Les français qui ne sont jamais à un cocorico près affirment que ce fruit a été découvert par les voyageurs du XVIII° siècle et le Chevalier des Marchais écrit en 1724 à son propos :
"Il y a un petit fruit rouge dont j'ai apporté de la graine, il est gros comme un pépin
de poire et a la qualité d'adoucir ce qu'il y a de plus aigre. Si on en met un à la bouche et
que l'on morde dans une orange aigre, on la trouve très douce."

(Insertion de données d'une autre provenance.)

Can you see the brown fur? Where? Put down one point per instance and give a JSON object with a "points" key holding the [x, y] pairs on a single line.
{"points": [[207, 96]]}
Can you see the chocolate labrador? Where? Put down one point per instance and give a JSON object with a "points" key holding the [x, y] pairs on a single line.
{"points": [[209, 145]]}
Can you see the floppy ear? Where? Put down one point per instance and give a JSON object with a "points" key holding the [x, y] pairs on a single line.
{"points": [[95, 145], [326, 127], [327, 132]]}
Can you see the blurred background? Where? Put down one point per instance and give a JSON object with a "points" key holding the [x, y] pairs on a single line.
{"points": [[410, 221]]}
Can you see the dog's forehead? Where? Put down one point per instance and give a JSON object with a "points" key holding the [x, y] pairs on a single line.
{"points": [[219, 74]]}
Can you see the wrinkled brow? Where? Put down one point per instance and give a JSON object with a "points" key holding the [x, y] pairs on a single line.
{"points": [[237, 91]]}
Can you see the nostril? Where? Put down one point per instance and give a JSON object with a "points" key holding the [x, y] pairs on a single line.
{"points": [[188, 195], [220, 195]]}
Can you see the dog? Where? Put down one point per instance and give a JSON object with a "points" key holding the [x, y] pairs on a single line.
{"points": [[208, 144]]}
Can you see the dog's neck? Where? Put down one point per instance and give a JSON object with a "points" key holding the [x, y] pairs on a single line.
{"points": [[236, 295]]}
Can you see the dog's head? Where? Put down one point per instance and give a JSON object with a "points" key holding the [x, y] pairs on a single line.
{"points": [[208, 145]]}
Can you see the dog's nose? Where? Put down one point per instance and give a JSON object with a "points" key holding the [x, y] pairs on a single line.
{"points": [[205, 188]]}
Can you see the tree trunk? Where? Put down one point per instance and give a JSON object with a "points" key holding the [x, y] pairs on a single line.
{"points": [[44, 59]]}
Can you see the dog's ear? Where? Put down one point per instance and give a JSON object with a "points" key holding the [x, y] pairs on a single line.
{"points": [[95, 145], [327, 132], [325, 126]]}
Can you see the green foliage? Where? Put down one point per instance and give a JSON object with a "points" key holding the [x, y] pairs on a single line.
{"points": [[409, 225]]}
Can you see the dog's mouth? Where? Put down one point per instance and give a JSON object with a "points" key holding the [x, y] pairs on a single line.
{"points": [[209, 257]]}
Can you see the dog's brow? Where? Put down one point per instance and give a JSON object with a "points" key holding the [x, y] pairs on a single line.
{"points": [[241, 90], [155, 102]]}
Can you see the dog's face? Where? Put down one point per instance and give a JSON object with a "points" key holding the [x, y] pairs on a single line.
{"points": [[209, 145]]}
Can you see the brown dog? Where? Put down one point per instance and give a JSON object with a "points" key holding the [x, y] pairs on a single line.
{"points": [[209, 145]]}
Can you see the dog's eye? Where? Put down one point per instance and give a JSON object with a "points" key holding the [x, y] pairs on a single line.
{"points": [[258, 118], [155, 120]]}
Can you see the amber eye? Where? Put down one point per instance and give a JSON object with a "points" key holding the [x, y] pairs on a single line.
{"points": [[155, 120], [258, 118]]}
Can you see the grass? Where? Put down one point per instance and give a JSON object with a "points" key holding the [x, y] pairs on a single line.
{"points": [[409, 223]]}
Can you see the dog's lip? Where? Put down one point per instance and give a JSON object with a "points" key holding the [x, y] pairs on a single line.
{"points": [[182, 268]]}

Jean Baptiste Labat explique dans un de ses livres : "Je trouve dans le journal du Chevalier des Marchais un petit fruit rouge, dont il ne donne le nom et qu'il croit pouvoir croître en France. Il avait apporté des pépins de ce fruit qui sont assez semblables aux pépins de nos poires. Ce fruit étant mâché sans être avalé, a la propriété d'adoucir ce qu'on peut mettre après lui dans la bouche de plus aigre & de plus amer. J'ai peine à pardonner à Monsieur M la négligence qu'il a eu de ne pas nous instruire mieux sur ce fruit, dont l'usage serait admirable & extrêmement recherché par ceux qui ont tant de peine à prendre les remèdes amers & désagréables que les médecins ordonnent, contre lesquels la nature se révolte, sans que la raison puisse y apporter du remede."